Cuentan que un asno se murió de hambre entre dos montones de paja porque no pudo decidir de cuál comer. Algo parecido nos pasa a nosotros durante las vacaciones, cuando recorremos todos los restaurantes de la calle ponderando cada uno, leyendo su carta y contando comensales para ver si hay el número justo: suficientes, pero no demasiados. También cuando invertimos esfuerzos en escoger series. Tiempo casi siempre perdido porque la mayoría de ellas acabamos durmiéndolas, de lo agotados que estamos. Analizamos minuciosamente blogs especializados, gastamos tiempo en preguntar a nuestros amigos, observamos escrupulosamente las estrellas que tiene cada una, y así sucesivamente. Hasta que encontramos la serie perfecta que, aunque nos desencante en el primer capítulo, nos empeñamos en seguir durante al menos la primera temporada, no vaya a ser que mejore. Cuánto tiempo perdido.

Parece que hemos olvidado que no todo se hace haciendo. Que para que algo se encienda tiene que haber estado apagado primero. O que ningún organismo ni maquinaria puede entregar potencia indefinidamente. O que el músculo crece cuando descansa, no cuando se estresa. Una perversa interpretación del descanso activo y del ocio productivo nos han llevado a todos a continuar con el pulso que le echamos a la vida también en lo que debería ser nuestro descanso. Peleando por la mejor zona para poner la toalla o aprovechando para introducir algunas repeticiones más en nuestra rutina de ejercicio. Y luciendo esos relojes en la muñeca que dicen que son inteligentes y que se empeñan en llenar de notificaciones nuestra vida a veces por los motivos más absurdos. En un experimento se descubrió que la mayoría de las personas prefería una descarga eléctrica a quedarse a solas con sus pensamientos. Fue cuando se constató que no sabemos parar. Que no sabemos no hacer nada.

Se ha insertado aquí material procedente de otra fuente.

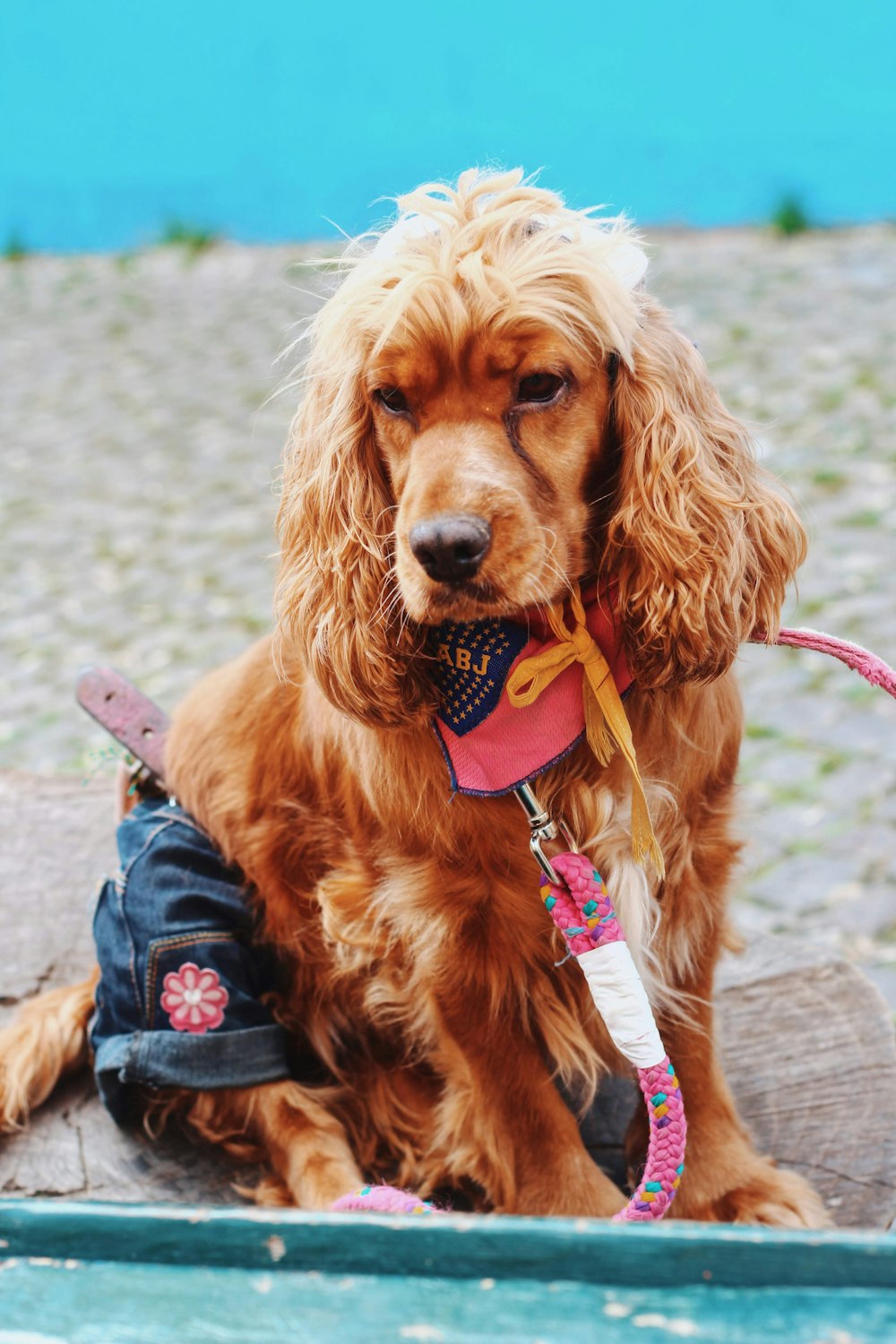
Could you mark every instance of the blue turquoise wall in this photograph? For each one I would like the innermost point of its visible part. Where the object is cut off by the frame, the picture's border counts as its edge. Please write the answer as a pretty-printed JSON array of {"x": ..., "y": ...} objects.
[{"x": 268, "y": 120}]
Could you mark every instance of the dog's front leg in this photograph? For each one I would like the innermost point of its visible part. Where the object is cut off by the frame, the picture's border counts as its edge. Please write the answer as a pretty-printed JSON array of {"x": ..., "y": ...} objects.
[
  {"x": 726, "y": 1179},
  {"x": 304, "y": 1144},
  {"x": 504, "y": 1124}
]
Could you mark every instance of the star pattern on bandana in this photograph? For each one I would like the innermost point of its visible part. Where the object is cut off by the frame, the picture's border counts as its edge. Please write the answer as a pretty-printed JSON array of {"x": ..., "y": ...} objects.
[{"x": 471, "y": 663}]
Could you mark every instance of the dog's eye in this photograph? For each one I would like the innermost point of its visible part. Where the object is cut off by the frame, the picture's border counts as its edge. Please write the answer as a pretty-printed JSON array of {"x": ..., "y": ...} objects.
[
  {"x": 540, "y": 387},
  {"x": 392, "y": 398}
]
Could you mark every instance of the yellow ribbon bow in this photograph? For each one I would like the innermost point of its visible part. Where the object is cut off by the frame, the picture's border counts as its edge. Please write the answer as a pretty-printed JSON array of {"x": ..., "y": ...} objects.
[{"x": 606, "y": 723}]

El mejor consejo que se le puede dar a cualquiera que emprenda sus vacaciones es que se pare. Que se detenga. Como cuando uno flota en el agua del mar. Dejando que las pequeñas olas le acaricien la piel, con los oídos dentro del agua para no oír el bullicio de la playa. Simplemente dejándose llevar.

Amar la nada es amar esa sensación. La de estar. Simplemente. Pero no ese estar aquí y ahora machacón que tanto se predica hoy y que vuelve ceñudos nuestros rostros mientras nos esforzamos, otra vez más, en estar haciendo lo correcto. Qué sociedad más rara hemos creado que, a veces, hasta cuando meditamos tiene que ser con la aplicación que tiene mejores valoraciones, en la postura que recomiendan los gurus y, si nos descuidamos, con el gong que también acumula más opiniones positivas y rodeados del resto de adminículos tan aparentemente imprescindibles como en realidad intrascendentes: que si el cojín, que si el incienso, que si tal o cual melodía que, se ha demostrado, es la que produce mejores efectos. Los castúos labradores extremeños, escribía Luis Chamizo, “inorantes de las cencias de los sabios las jonduras d'otras cencias descubrieron cabilando tras las yuntas en la pas de los barbechos”. Eso sí que era meditar.